First, thanks for picking up the thread so thoughtfully. Second, I don't think I had quite gotten all the way to what the idea of the public intellectual means to our students (at least in that post), but I think you're right on. And we can push it even further, that more than just being engaged in literature and history (as if that's a "just") it's about thinking long and hard, and that doing so has value on its own. That being thoughtful and intellectual, through history, or literature, or the other arts: that this is a way of being in the world, and it's both different from many other paths and deeply important.
Maybe community colleges would fit Menand's requests a little better. I've been at my CC for almost 10 yrs. I publish things in academia when I can but I also write stuff for the local newspaper or speak at the Rotary. Menand or other R-1 types may think of us as "podunk" but I truly feel like a public intellectual where I am.
I can think of scholars in my own field who have moved from writing for an academic audience to writing as a "public intellectual" for a popular audience, and ridding themselves of all that tawdry research. But scholars I'm thinking of aren't intellectuals at all any more.
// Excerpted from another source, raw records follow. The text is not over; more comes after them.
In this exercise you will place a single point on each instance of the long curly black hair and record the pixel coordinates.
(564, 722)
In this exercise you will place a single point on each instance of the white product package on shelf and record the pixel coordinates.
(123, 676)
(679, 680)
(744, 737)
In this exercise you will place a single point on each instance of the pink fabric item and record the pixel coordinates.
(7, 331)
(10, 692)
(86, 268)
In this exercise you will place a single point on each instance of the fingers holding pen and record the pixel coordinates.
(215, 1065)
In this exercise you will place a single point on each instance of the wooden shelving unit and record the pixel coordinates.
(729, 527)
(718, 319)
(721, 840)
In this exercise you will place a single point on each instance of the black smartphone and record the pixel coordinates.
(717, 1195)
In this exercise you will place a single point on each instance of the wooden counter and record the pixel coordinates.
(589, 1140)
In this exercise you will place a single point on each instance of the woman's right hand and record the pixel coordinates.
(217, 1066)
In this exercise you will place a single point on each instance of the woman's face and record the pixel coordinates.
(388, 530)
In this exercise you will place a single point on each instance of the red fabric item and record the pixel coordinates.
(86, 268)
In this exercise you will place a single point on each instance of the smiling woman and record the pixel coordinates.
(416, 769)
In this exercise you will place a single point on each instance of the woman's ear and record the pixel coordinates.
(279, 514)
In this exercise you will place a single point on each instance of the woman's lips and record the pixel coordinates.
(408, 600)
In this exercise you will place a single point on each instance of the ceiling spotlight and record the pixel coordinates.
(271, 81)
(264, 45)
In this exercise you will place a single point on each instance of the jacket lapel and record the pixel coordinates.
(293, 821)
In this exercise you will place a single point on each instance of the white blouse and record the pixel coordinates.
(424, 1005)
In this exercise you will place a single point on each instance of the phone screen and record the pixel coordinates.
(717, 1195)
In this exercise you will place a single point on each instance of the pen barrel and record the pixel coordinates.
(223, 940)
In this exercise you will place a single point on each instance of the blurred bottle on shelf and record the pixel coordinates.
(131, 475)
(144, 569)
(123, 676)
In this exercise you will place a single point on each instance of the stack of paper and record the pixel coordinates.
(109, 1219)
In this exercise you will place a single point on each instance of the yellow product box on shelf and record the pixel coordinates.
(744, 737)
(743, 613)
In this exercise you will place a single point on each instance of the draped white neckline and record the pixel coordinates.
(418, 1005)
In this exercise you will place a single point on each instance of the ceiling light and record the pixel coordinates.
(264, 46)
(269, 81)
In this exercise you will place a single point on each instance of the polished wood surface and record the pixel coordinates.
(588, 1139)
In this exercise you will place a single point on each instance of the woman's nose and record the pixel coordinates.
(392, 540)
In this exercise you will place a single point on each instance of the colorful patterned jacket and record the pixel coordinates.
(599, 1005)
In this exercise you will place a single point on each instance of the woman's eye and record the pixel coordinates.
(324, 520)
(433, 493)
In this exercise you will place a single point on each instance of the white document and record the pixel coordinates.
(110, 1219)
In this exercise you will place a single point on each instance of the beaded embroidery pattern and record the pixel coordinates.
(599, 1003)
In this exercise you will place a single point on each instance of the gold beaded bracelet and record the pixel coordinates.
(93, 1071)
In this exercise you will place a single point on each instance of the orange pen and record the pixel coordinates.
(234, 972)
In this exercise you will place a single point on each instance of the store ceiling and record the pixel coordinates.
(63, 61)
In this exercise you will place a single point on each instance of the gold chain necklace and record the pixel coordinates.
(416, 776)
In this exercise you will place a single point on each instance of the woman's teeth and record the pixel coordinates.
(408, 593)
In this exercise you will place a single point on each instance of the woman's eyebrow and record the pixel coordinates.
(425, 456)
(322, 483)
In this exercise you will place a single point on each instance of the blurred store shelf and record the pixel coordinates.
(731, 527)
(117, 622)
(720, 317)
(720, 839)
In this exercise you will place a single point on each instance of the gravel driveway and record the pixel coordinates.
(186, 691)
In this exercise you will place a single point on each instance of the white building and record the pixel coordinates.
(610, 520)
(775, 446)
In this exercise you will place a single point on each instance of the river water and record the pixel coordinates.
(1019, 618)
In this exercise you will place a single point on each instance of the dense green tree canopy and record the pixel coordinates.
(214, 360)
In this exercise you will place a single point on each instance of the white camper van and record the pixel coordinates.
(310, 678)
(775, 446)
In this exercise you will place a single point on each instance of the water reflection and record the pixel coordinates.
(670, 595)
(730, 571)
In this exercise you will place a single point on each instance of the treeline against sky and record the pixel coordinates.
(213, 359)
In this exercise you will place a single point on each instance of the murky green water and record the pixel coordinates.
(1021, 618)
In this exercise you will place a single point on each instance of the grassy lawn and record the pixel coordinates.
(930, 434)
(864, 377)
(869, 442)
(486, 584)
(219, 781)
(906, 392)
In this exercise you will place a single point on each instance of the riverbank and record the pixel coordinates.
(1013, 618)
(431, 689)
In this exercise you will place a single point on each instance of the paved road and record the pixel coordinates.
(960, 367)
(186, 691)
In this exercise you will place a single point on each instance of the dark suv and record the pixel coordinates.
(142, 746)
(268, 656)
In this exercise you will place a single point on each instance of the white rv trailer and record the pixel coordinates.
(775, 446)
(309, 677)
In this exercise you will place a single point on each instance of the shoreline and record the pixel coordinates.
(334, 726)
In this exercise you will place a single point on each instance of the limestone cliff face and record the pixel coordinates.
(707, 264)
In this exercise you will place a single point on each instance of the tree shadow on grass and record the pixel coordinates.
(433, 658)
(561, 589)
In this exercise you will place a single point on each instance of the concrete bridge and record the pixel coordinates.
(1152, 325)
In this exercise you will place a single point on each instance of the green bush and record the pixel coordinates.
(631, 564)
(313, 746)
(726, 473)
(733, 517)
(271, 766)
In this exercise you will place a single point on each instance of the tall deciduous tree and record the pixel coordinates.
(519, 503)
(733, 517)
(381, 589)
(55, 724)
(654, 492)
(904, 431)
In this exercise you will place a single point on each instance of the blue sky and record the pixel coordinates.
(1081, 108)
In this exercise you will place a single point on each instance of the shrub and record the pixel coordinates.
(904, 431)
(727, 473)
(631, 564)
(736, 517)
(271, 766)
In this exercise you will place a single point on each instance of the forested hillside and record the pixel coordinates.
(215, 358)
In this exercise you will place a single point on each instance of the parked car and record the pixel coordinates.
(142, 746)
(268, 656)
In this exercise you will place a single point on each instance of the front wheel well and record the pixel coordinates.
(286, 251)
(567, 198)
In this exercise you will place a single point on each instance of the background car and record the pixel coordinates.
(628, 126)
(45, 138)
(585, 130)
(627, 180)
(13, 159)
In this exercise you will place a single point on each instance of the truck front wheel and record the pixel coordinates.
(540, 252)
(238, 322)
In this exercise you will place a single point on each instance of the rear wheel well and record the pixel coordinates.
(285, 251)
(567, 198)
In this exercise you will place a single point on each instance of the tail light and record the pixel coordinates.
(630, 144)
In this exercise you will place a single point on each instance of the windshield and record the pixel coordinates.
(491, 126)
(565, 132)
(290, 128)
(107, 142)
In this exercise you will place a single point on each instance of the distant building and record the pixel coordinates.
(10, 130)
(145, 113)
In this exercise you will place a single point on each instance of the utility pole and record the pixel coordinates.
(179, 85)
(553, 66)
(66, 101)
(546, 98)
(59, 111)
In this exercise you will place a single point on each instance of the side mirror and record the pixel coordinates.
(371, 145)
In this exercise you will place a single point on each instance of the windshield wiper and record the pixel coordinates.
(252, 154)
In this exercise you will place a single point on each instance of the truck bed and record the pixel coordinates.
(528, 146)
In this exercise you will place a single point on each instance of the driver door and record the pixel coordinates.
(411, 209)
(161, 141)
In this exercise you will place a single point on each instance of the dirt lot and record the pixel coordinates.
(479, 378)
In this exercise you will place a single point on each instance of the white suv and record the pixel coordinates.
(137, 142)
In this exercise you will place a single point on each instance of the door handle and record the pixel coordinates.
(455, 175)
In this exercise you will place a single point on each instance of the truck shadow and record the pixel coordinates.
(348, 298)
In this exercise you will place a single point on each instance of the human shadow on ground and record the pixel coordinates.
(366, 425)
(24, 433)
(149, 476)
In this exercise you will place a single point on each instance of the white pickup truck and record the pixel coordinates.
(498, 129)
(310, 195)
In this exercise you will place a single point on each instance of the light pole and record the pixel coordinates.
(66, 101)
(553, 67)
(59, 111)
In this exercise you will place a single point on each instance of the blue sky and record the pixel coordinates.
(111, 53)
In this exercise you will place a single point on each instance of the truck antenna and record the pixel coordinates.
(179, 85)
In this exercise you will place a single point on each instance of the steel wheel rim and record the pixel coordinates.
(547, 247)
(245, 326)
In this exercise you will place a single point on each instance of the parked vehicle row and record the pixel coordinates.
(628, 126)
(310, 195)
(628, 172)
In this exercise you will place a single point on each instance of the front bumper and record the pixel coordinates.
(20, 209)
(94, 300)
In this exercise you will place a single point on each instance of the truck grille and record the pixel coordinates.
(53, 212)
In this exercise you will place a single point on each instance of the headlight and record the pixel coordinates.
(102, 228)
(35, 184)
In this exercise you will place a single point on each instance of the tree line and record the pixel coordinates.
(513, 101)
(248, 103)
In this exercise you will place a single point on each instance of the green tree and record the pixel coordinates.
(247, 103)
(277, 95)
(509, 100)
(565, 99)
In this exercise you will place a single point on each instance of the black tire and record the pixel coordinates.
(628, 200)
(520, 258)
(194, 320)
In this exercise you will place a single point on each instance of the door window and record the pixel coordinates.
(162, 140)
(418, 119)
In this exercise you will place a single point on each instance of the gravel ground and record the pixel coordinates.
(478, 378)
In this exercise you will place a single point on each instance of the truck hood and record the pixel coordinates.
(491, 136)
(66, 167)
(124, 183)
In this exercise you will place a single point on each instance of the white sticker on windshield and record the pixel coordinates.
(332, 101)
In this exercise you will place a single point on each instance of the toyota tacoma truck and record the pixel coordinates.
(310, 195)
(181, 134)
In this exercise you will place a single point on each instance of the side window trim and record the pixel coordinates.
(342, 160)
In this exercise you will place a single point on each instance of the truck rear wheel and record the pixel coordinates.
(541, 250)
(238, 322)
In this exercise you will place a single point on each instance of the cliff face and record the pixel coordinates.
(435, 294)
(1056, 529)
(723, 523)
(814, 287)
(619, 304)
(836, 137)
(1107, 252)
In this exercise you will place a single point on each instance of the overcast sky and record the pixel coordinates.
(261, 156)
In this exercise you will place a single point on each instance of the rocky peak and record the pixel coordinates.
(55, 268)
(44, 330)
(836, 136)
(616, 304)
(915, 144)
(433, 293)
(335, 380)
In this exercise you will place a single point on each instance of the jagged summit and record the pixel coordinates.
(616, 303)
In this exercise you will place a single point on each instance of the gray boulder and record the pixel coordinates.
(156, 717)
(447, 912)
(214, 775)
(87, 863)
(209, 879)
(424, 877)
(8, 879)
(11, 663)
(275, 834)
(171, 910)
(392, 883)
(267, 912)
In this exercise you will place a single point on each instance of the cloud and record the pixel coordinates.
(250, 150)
They just play them on TV (okay, on PBS, when they're lucky).
Thanks so much for this wonderful post, and the link to Horace's very thoughtful one as well. I once heard Martin Jay of Berkeley argue, very powerfully, that the real public intellectuals are those who model the intellectual life in great lecture courses and introduce students to it in seminars; also those who write the rare (but wonderful) books that are adopted for courses and reach thousands as assigned reading. He convinced me.
Of course, a few people manage to do all of that and also do the sort of periodical writing that the term "public intellectual" usually evokes: Stephen Greenblatt and Natalie Zemon Davis spring to mind.
More generally, if you wanted to write a real history of those American public intellectuals who had the biggest impact on the world, you'd include more African-American ministers than one-time Trotskyists.
A shame the category is defined so narrowly most of the time: good to see it reclaimed for a wider range of pursuits and ways of being in the public world.